Im Vorfeld der Wahlen bedrängt die Staatsmacht die Opposition mit allen verfügbaren Mitteln. Selbst bei fairen Wahlen, sagt Soiirow, würde die Partei des Präsidenten eine deutliche Mehrheit bekommen – trotz katastrophaler wirtschaftlicher Bedingungen und einem zutiefst korrupten Regierungsapparat. Rachmonow, so der Sozialdemokrat, habe sich der Bevölkerung erfolgreich als Friedensgarant präsentiert. „Trotzdem ist ihm jede noch so schwache Opposition zuwider.“

So haben es etwa eifrige Beamte geschafft, der Opposition jedes Mittel der Öffentlichkeitsarbeit zu entziehen. Im Sommer 2004 endete der kurze Ausflug Tadschikistans in die Pressefreiheit: das Erscheinen der regierungskritischen Zeitung Rusi Now wurde mit administrativen Tricks verhindert. Und Anfang diesen Jahres musste die ebenfalls kritische Zeitung Neruschan wegen „Steuerhinterziehung“ ihr Erscheinen einstellen. Beide Zeitungen hatten der Opposition ein Forum gewährt.

Konkurrenten kaltstellen

Politische Gegner werden kriminalisiert. So wurde im Dezember der Vorsitzende der Demokratischen Partei, Machmadrusi Iskandarow, auf Gesuch der Staatsanwaltschaft in Moskau verhaftet, angeblich wegen Korruption, Mord und Terrorismus. Die Sozialistische Partei wurde im Dezember regelrecht gekapert, der regierungskritische Vorstand durch einen regierungsfreundlichen ersetzt. Und der Vorsitzende der Sozialdemokratischen Partei reist – anstatt Wahlkampf zu führen – durchs Land, um Gerichtsverfahren gegen seine Direktkandidaten abzuwehren. Sobald nämlich die Staatsanwaltschaft gegen einen Kandidaten ermittelt, muss der zurücktreten.

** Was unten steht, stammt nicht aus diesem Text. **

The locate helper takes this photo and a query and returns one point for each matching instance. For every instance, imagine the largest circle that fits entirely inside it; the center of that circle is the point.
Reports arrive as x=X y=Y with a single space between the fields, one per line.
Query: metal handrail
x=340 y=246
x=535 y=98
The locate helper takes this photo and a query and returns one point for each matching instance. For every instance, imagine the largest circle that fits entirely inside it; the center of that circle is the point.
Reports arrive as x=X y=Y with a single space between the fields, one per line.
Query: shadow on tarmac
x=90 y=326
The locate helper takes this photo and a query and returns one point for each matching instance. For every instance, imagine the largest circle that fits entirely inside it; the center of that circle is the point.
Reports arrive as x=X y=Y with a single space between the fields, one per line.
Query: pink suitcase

Die Sozialdemokraten haben auf diese Weise ihren aussichtsreichen Kandidaten in Kuljab, der Heimatprovinz des Präsidenten, verloren: Sultan Kuwattow, im Bürgerkrieg einst Mitstreiter der Präsidenten, hatte sich in den letzten Jahren zu einem entschiedenen Kritiker Rachmonows gewandelt. Über Jahre verweigerte ihm das Justizministerium die Zulassung seiner Fortschrittspartei. Daraufhin kandidierte Kuwattow für die Sozialdemokraten in Kuljab, mit guten Aussichten auf Erfolg. Kurzerhand eröffnete die Staatsanwaltschaft ein Verfahren gegen ihn. Die Islamische Partei, als einzige Oppositionspartei mit zwei Abgeordneten im jetzigen Parlament vertreten, versucht mit sanfter Anlehnung an den Präsidenten die allmächtige Administration milde zu stimmen.

Lob dem Gegner

Ihr Vorsitzender, der ergraute Abdullo Nuri, hatte im Bürgerkrieg die Vereinigte Tadschikische Opposition angeführt. Der bärtige Parteivorsitzende überlässt nun das öffentliche Agieren seinem Stellvertreter Muchidin Kaberi. Der 39-jährige wohlhabende Geschäftsmann versteht es, der Islamischen Partei einen weltlichen Touch zu geben. Er kandidiert in seiner Heimatprovinz Faizabad. Nach der letzten Wahl war ihm dort sein Sieg aberkannt worden. Nun lobt Kaberi in seinen Wahlkampfauftritten unentwegt den Präsidenten. Ob es ihm nützt, wird sich nach den Wahlen zeigen.